Granny Bates' Hill by M.A. Devine

I'M wandering back to-night
To visions calm and bright,
As I sit alone within the firelight's glow.
To the time when boyish dreams
Were tinged with rosy dreams
In the merry, merry days of long ago.
One scene amongst them all
With pleasure I recall,
As memory lingers fondly with me still:
Oh ! the pleasure and the joy,
When I was a laughing boy,
And went sliding over Granny Bates' Hill.
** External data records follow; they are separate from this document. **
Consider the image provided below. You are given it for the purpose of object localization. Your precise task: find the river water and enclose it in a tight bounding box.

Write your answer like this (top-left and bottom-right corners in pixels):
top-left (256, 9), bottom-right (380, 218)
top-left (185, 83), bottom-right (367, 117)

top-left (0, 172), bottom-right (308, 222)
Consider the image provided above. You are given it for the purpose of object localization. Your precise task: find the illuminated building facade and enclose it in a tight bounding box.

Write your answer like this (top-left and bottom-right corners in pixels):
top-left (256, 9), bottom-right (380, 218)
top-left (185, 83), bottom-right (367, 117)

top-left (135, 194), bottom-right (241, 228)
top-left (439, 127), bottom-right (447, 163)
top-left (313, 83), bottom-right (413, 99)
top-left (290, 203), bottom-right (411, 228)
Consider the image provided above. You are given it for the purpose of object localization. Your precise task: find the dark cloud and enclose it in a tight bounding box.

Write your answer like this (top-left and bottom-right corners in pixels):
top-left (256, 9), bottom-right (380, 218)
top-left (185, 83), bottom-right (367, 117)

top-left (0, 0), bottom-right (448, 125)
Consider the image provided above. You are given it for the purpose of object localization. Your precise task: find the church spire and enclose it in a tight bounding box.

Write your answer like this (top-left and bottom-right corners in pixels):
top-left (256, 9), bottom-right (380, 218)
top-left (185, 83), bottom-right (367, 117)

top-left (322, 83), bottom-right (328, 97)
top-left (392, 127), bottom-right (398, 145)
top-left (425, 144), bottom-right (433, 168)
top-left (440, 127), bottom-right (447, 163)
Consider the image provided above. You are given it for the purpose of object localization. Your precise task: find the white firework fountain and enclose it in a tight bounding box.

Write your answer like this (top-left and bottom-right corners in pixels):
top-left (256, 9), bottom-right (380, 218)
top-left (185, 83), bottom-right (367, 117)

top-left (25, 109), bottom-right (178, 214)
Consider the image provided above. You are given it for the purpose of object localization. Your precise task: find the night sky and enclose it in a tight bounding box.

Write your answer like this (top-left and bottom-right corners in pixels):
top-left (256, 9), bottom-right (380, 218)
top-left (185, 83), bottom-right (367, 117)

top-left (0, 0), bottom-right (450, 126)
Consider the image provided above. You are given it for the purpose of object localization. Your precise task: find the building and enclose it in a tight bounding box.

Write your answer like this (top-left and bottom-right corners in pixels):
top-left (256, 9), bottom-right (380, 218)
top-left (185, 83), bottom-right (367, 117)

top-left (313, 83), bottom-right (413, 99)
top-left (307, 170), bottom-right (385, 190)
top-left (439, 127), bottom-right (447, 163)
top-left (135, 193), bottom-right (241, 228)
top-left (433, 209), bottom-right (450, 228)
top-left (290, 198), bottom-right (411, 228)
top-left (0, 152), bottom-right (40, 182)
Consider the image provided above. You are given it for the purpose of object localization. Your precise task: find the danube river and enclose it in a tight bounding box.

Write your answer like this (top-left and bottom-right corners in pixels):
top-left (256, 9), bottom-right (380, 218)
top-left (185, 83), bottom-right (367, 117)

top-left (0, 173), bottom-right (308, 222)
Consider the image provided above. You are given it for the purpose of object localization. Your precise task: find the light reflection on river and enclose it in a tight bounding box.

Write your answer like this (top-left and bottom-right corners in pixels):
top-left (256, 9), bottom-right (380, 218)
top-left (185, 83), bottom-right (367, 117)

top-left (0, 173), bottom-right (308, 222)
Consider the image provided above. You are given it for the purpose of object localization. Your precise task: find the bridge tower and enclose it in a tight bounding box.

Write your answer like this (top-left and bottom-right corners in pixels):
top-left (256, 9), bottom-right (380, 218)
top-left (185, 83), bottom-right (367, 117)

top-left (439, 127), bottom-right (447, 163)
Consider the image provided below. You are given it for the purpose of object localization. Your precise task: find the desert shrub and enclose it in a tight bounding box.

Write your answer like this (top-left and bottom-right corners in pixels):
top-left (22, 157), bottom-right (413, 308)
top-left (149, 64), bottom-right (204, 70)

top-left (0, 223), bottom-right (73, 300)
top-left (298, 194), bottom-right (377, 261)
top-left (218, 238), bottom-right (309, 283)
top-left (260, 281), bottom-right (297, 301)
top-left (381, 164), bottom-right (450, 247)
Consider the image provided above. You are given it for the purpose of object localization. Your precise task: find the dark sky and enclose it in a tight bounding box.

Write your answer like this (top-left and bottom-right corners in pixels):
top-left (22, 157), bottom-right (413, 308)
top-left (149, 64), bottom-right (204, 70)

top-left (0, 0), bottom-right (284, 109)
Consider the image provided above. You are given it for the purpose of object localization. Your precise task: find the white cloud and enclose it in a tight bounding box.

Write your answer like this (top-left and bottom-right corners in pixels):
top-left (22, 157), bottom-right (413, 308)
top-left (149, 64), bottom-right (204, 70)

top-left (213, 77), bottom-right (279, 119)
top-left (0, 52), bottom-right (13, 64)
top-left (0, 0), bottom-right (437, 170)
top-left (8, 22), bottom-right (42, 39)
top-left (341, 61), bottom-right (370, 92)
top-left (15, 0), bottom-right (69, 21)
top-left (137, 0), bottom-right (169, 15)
I see thy berg-lined shore,
My island home once more.
I tread thy glassy snow-slopes once again,
Tho' I've wandered far away
Across the rolling sea,
To find a home beside the hills of Maine.
Thy cherry-cheeked boys,
Thy girls with romping noise,
Far up thro' memory's vale they throng at will;
I see the hillside white;
I see the moonlight;
I see the slides of Granny Bates' Hill.

The snows of sixty year
Have tinged and streaked my hair,
I've many brawny sons to manhood grown;
I see the churchyard still
Beneath the pine-clad hill,
Where after death my body will be thrown.
But in the brands to-night
I trail a vision bright:
A scene that makes my inmost spirit thrill,
And I waft a backward sigh
For the youthful days gone by,
When sliding over Granny Bates' Hill.